RFR: 8325937: runtime/handshake/HandshakeDirectTest.java causes "monitor end should be strictly below the frame pointer" assertion failure on AArch64

Thu Oct 3 17:22:38 UTC 2024

On Thu, 3 Oct 2024 14:31:46 GMT, Erik Österlund <eosterlund at openjdk.org> wrote:

> > I guess I must confess to my real motivation here.
> > We have a sort-of-knee-jerk reaction to finding concurrency bugs, sometimes caused by a misunderstanding of primitive sematics, of sprinkling fences around just in case rather than fixing the mistakes. I guess the main motivation is fear: we just don't know what is lurking here. But all that does is paper over the cracks, and it makes it very hard to reason about the code. There is no way to know whether some logic relies on a side effect of locking. It's much better _for the reader_ if we make all of this explicit, rather than implied.
> 
> I totally agree with you that we need the semantics to be made explicit and clear so we are not all assuming different things, introducing more of these kind of bugs. In this discussion we have seen a wide range of assumptions about what the semantics of pthread_mutex_lock is, ranging from acquire(), to some sort of SC interpretation to full fence(). And nobody is seemingly right or wrong as the spec is rather vague and leaves a lot to our imagination. So the "misunderstanding" is not surprising, when it hasn't been specified.
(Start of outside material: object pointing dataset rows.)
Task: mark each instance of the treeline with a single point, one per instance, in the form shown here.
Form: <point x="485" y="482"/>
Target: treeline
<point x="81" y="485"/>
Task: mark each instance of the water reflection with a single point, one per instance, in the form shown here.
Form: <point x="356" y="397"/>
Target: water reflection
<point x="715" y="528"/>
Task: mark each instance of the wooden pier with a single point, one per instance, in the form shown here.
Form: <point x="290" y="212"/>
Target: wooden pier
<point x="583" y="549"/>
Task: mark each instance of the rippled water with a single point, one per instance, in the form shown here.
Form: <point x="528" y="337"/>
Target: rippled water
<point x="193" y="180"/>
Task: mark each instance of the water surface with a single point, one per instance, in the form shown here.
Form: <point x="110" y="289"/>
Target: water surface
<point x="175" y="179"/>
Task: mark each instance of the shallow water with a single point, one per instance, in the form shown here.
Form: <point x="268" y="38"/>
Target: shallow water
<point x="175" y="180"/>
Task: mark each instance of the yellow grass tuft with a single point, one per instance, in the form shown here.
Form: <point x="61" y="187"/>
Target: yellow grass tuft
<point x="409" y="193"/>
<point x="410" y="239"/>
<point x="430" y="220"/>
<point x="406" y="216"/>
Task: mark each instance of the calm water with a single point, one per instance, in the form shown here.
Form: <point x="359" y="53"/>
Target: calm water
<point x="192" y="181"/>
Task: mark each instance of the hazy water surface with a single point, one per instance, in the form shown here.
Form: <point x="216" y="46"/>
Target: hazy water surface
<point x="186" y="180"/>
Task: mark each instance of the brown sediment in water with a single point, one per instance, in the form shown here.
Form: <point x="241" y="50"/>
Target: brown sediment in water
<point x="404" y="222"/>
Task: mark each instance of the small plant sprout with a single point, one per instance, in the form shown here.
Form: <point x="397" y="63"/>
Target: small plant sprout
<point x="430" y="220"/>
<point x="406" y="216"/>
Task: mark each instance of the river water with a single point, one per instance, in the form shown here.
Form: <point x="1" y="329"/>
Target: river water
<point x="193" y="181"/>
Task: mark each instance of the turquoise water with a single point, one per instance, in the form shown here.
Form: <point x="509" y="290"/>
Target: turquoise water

I'm not sure I agree with the lack of specification. If used for mutual exclusion, mutexes do what they're supposed to do. This is to say, make sure you only access shared variables while in the critical section between lock and unlock, and there is no data race. The result will be SC. What is not specified is the side effects of a mutex implementation on racy accesses to variables outside the critical section.

> In terms of what the implementation actually does though, it seems like glibc pthread_mutex currently uses acquire/release only just like std::mutex. That seemingly blows up the roach hotel model, SC and fence expectations all together.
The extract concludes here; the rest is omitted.